Sustainability is a business theme that, while being universally accepted as a good thing, has come to have a variety of meanings. From sourcing, environmental impact limitation and working towards the UN’s sustainable development goals (SDGs) to simply ‘continuing to do what you do’, sustainability has become a starting gun and a benchmark for discussions about the future of a business.
But for family businesses, sustainability has an extra level of meaning – and importance. Not only is it about ensuring the business is in a position to continue successfully, it is also about addressing the inevitable pressures and tensions that come with generational change and succession.
The Deloitte Family Business Symposium explored the issue of sustainability with a number of leaders of major family-owned businesses, highlighting a range of opinions and degrees of engagement. ‘Sustainability,’ said one business leader, ‘now permeates every aspect of our business, from ethical sourcing and manufacture to delivery and disposal from an environmental perspective. It has become a non-negotiable.’
While embedding sustainability can mean understanding the environmental impact of your sourcing and distribution activities, it can also mean a recasting of relationships with suppliers. One business leader referenced his family’s decision to insist on an overseas supplier paying its local workers the living wage rather than the minimum wage; in effect, a decision to pay more than was strictly necessary because doing so aligned with the family’s values.
Inevitably, in some cases there will be tension between the drive for profit and for responsible business. However, it can be argued that, in the future, sustainability and profit will become so closely intertwined as to be all but inseparable.

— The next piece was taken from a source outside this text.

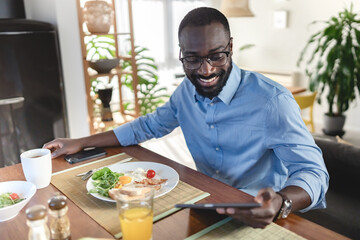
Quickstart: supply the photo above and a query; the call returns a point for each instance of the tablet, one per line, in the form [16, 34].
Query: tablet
[220, 205]
[85, 154]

There are already instances where sustainability is an integral part of operating efficiency. For a simple example, instead of manufacturing inefficiently and then having to pay for the subsequent disposal of resulting waste, sustainability can be about driving that waste out of the manufacturing process. At the very least, awareness of sustainability should be pushing businesses to focus on making profit from delivering solutions to problems, not making more problems to be solved.
Sustainability is driving a fundamental ‘rebooting’ of the way businesses view what they are here for – what their purpose is. This overlap between sustainability and purpose – a topic that was also covered explicitly at the symposium – may be best approached by identifying ways that you can influence the world and then being specific about what that means and how it can be realised. Stakeholders are likely to be more interested in and engaged by the impact you have through your products and services than by the way you go about it.
Another theme to emerge from the discussion was the importance of education as part of succession planning. With sustainability growing in importance and relevance, the next generation of business leaders, themselves millennials, need to have a developed appreciation of what the businesses they are taking over are doing to become more sustainable. For some businesses, this equates to a specific education programme on responsible business ownership and the realignment of philanthropic activities with both sustainability and purpose.
Family business leaders are also keen to highlight the importance of building employee engagement with sustainability and, in particular, their philanthropic activities and how they align to the businesses’ values. This can help to build employee engagement, both with the cause and with the business itself, and also help to amplify the impact of philanthropic effort as employees undertake fundraising and volunteering activities in support of the businesses’ commitment.
For some this leads, perhaps inevitably, to the subject of impact investing – investing the family’s money in areas and initiatives that themselves have a positive impact on the world by focusing on environmental, social and governance issues.
One conclusion is that sustainability may no longer be the right word to encapsulate this debate, given the multiplicity of meanings and associations it has acquired. If what we are talking about encompasses environmental impact, continuing to be attractive and relevant to a generation that regards responsible behaviour as natural or expected, and also preparing for generational change in ownership, perhaps we should be thinking in terms of resilience and durability instead.
As sustainability enters the mainstream and becomes ‘normal’, terms like this will give it a harder edge and more accurately reflect its existential relevance. Put simply, in the near future, when millennial concerns and behaviours dominate, businesses that fail to adapt to the sustainability imperative – that fail to hardwire sustainability in processes and behaviours – won’t be businesses for very long. If that sounds ominous, it should because it’s a challenge that is not going to go away. But, it should also be seen as an opportunity. Family business leaders that we have spoken to who have embraced sustainability have found it to be a galvanising force, engaging stakeholders and delivering satisfaction along with profit.